Qui Xiaolong – Detective Inspector Chen
In “The death of a Red Heroine” we meet Detective Inspector Chen Cao, newly promoted to head the Special Case Squad of Shanghai Police Bureau. He’s a faithful Party cadre and a conscientious police officer as well and a poet and a lover of fine food. But while he is a loyal Party man, he is troubled by the rapid changes in societal values and the relentless, heartless commercialism taking hold in the People’s Republic of China.
This first title in what has become a very strong series is set in the Shanghai of 1990, not long after Tiananmen Square. The body of a young woman is found in a city canal. She’s not just any young woman, though. She is National Model Worker Guan Hongying, and she’s been murdered. Inspector Chen and his faithful comrade, Detective Yu, begin their investigation, overseen by Commissar Zhang, an old-guard Party bureaucrat.

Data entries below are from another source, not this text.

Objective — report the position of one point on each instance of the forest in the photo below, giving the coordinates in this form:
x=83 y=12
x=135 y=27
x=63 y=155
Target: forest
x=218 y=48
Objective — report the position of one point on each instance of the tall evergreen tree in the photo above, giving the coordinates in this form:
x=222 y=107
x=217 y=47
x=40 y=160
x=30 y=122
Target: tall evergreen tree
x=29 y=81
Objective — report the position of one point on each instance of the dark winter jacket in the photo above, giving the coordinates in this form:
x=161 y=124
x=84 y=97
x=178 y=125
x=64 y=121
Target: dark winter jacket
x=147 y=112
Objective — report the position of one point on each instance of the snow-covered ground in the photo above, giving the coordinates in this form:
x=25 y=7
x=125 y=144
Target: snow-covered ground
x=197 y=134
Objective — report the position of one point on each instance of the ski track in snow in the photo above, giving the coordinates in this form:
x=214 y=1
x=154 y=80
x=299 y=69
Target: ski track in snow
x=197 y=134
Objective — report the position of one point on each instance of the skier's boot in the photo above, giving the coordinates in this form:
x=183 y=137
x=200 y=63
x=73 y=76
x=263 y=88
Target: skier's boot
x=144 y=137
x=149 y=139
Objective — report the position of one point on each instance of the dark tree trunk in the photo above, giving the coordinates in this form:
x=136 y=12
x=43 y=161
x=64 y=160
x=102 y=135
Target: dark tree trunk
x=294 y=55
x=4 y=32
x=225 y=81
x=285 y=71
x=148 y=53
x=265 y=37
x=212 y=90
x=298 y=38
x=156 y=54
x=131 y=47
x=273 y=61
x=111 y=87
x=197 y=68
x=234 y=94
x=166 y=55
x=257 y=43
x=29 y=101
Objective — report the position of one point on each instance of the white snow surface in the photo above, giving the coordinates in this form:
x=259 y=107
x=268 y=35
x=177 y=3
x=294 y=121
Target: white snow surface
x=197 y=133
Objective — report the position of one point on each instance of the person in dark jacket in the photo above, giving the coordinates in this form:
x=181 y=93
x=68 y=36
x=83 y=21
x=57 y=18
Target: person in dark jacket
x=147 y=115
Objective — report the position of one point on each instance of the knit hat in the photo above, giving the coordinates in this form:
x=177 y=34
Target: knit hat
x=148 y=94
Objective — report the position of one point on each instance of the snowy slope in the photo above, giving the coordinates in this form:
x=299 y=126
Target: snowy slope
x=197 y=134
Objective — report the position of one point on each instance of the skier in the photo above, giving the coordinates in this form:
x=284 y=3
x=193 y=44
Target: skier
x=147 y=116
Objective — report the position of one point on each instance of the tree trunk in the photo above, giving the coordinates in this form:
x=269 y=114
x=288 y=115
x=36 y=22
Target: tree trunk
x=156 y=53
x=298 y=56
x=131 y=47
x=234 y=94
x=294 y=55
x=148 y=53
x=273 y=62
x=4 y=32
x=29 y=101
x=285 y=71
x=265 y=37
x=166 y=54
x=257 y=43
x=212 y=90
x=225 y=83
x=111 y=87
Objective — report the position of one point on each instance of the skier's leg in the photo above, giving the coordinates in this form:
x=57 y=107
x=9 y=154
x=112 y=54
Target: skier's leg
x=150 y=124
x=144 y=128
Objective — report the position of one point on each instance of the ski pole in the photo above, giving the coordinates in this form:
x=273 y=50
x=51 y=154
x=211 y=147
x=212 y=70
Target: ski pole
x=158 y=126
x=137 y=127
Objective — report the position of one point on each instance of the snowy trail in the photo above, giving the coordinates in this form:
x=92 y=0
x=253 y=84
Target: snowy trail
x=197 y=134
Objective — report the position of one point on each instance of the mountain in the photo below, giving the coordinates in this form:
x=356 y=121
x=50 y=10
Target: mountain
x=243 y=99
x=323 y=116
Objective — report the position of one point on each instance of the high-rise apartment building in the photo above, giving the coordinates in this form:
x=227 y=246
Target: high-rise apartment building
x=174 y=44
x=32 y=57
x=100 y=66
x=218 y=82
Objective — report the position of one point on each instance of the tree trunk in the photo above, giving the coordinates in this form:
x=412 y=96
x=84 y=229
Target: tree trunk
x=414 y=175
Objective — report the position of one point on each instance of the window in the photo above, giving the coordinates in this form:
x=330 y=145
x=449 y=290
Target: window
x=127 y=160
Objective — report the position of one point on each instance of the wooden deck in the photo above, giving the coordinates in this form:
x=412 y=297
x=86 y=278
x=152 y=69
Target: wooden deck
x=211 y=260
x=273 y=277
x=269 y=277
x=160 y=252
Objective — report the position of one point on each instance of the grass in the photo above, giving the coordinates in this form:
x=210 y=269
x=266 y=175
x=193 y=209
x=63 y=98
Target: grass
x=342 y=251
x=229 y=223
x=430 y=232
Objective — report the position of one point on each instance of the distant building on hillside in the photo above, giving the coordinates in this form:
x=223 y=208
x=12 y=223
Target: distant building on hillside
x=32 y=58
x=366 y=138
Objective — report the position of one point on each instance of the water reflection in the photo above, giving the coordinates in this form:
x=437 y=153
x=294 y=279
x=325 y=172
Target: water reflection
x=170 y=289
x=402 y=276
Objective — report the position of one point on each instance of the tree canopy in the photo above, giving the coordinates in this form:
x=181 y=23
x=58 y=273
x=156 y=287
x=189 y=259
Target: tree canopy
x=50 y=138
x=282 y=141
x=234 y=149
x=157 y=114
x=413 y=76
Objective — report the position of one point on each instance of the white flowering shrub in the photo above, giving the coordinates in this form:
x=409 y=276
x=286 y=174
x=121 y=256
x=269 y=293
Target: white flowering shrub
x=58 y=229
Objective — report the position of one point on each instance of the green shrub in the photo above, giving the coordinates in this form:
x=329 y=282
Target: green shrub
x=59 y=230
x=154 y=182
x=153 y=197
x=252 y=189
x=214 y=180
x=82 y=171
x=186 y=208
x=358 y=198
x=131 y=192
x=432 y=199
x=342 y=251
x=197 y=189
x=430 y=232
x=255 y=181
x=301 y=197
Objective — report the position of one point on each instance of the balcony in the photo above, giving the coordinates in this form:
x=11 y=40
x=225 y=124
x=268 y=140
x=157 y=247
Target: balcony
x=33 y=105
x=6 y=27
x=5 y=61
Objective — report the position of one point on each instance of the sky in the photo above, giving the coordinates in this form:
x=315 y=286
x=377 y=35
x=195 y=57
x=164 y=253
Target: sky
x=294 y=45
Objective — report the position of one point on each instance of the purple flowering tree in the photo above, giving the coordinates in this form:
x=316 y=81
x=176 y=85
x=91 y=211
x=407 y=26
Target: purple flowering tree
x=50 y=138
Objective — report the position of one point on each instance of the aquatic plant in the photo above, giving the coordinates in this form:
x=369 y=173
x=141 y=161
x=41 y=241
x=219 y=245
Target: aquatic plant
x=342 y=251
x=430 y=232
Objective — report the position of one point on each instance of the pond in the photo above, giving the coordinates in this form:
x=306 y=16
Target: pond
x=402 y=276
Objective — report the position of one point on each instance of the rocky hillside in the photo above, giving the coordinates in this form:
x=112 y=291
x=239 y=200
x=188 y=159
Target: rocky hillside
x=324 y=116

There’s more to this case than meets the eye, of course, and Chen and yYu soon begin to feel pressure from Commissar Zhang not be too thorough in solving the case.
I’ve only just started on Inspector Chen myself, and I’m hooked already. He’s an intelligent, honest, hard-working policemen, who in the end realises that in order to reach the truth he must put aside his concerns for his career and standing in the Party. Despite these amirable qualities, I’m not warming to him in the way I did with Dr Siri and Inspector O. Still, it’s early days, and there’s so much more to this series than just solving crime. We have here a wonderful portrait of China: its landscape, its history, its politics, its literature, its beliefs and cultural practices, and the changes which will make China the powerhouse it has, in the 20 years since, become. The latest title in the series, “The Mao Case”, explores the Cultural Revolution and the legacies of that terrible time which still resonate in modern Shanghai. I’m looking forward to reading this.
Just as a footnote: Chinese surnames always precede firstnames, so you should find the Inspector Chen books under “Q” in the library. Just check, however, that there aren’t some under ”X”, just in case they’ve been shelved in the wrong place.